What We Built
Prodinit designed and delivered a complete model distillation system over 10 weeks: Langfuse observability for data collection, a data cleaning and JSONL preparation pipeline, a semi-automated fine-tuning loop on Azure OpenAI, and a progressive A/B testing framework with evals at every rollout stage.

Observability and Data Collection
The first phase — weeks 0–2 — was instrumenting the client's voice AI stack with Langfuse. Prodinit integrated Langfuse to capture every production call: inputs, outputs, latency, and model metadata. This created the data flywheel that powers the entire distillation pipeline.
Langfuse serves two roles in the production system: retrospective data collection for training runs, and live observability for the A/B framework — tracking quality scores, hallucination rates, and latency deltas between GPT-4.1 and the fine-tuned GPT-4o-mini student model in real time.
Data Cleaning and JSONL Pipeline
Raw production calls are not training-ready. Prodinit built a data cleaning and filtering pipeline that:
- Filters low-quality examples — removes calls with incomplete turns, truncated responses, or flagged hallucinations
- Normalises prompt/completion pairs into the JSONL format required by Azure OpenAI fine-tuning
- Deduplicates near-identical examples to prevent overfitting on repeated patterns
- Targets 80,000–100,000 examples per training run — large enough for the student model to generalise across the client's full call domain
The pipeline is designed to run on a quarterly cycle, continuously improving the student model as new production data accumulates.

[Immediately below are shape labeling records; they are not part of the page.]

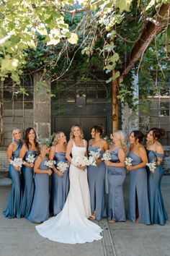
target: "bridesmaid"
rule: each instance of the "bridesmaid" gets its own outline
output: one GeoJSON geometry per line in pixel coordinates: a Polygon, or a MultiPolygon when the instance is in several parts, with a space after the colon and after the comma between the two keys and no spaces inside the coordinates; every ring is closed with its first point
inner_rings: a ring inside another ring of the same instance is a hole
{"type": "Polygon", "coordinates": [[[39,146],[40,154],[35,161],[35,195],[29,221],[41,223],[49,218],[49,175],[52,171],[45,165],[49,150],[45,144],[39,146]]]}
{"type": "Polygon", "coordinates": [[[107,142],[102,138],[104,129],[102,125],[95,125],[91,129],[92,139],[89,142],[89,153],[97,152],[100,150],[100,158],[96,161],[97,166],[88,166],[88,180],[90,189],[91,208],[92,215],[89,217],[91,220],[102,220],[106,216],[106,208],[104,200],[104,178],[106,174],[106,166],[102,157],[104,151],[108,150],[107,142]]]}
{"type": "MultiPolygon", "coordinates": [[[[156,168],[154,174],[148,171],[148,199],[151,212],[151,223],[164,225],[168,219],[166,211],[164,208],[161,194],[161,183],[164,174],[161,166],[164,157],[164,148],[158,140],[165,135],[163,129],[152,128],[147,135],[147,152],[149,163],[155,161],[156,168]]],[[[148,169],[147,168],[147,169],[148,169]]]]}
{"type": "Polygon", "coordinates": [[[33,163],[29,163],[27,158],[29,155],[37,155],[38,142],[34,128],[29,127],[25,131],[24,144],[22,145],[19,158],[24,159],[23,174],[24,180],[24,191],[22,204],[22,216],[27,218],[30,213],[32,204],[35,183],[33,179],[33,163]]]}
{"type": "Polygon", "coordinates": [[[63,174],[58,169],[59,161],[67,162],[66,158],[66,137],[63,132],[58,132],[54,138],[53,145],[50,148],[49,159],[55,160],[52,174],[50,208],[53,216],[59,213],[63,208],[69,189],[68,168],[63,174]]]}
{"type": "Polygon", "coordinates": [[[125,179],[125,153],[127,147],[122,131],[116,131],[112,137],[114,144],[109,152],[112,158],[105,161],[109,183],[108,218],[109,223],[125,221],[122,184],[125,179]]]}
{"type": "Polygon", "coordinates": [[[21,203],[22,200],[22,175],[20,167],[13,166],[11,161],[18,158],[22,142],[21,141],[21,130],[14,128],[12,130],[13,142],[7,149],[7,160],[9,161],[9,172],[12,181],[12,191],[6,209],[4,211],[5,217],[9,218],[21,218],[21,203]]]}
{"type": "Polygon", "coordinates": [[[133,223],[151,224],[148,197],[148,162],[145,148],[141,144],[144,135],[140,131],[133,131],[130,135],[130,150],[128,156],[133,159],[130,171],[130,202],[128,218],[133,223]]]}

Fine-Tuning Pipeline on Azure OpenAI
Prodinit built a semi-automated fine-tuning pipeline on top of Azure OpenAI's fine-tuning API. The pipeline handles job submission, status polling, model registration, and eval triggering without manual intervention between stages.
GPT-4.1 acts as the teacher model: its production outputs are the training labels. The student model — GPT-4o-mini — is fine-tuned on these teacher-generated examples until it matches GPT-4.1 quality scores within the defined evals thresholds.
A/B Testing and Progressive Rollout Framework
The rollout framework was designed to eliminate the risk of a hard inference cutover at production scale. Traffic is split between GPT-4.1 (control) and the fine-tuned GPT-4o-mini (treatment) using a progressive allocation schedule:
10% → 25% → 50% → 75% → 90%
Each stage gate requires the student model to pass three eval criteria before the next increment is approved:
- Hallucination detection — automated checks against known ground-truth responses
- Quality scoring — conversation quality measured against GPT-4.1 baseline
- Latency tracking — p50 and p95 latency must remain within acceptable bounds
The final production configuration is a 90/10 hybrid: 90% of traffic served by fine-tuned GPT-4o-mini, 10% retained on GPT-4.1 as a quality floor. Langfuse provides live dashboards for both tracks.
Inference Cost: Before and After
The cost delta between GPT-4.1 and fine-tuned GPT-4o-mini is large. Based on Azure OpenAI pricing, a typical voice AI turn — roughly 1,000 input tokens and 500 output tokens — costs approximately:
| Model | Cost per call | Monthly at 10k calls/day |
|---|---|---|
| GPT-4.1 (before) | ~$0.006 | ~$1,800 |
| 90/10 Hybrid (after) | ~$0.0018 | ~$540 |
| Saving | ~$0.0042 | ~$1,260/month |
Figures are indicative based on Azure OpenAI published rates and typical token usage for the voice AI call domain. Actual numbers depend on average conversation length and token distribution.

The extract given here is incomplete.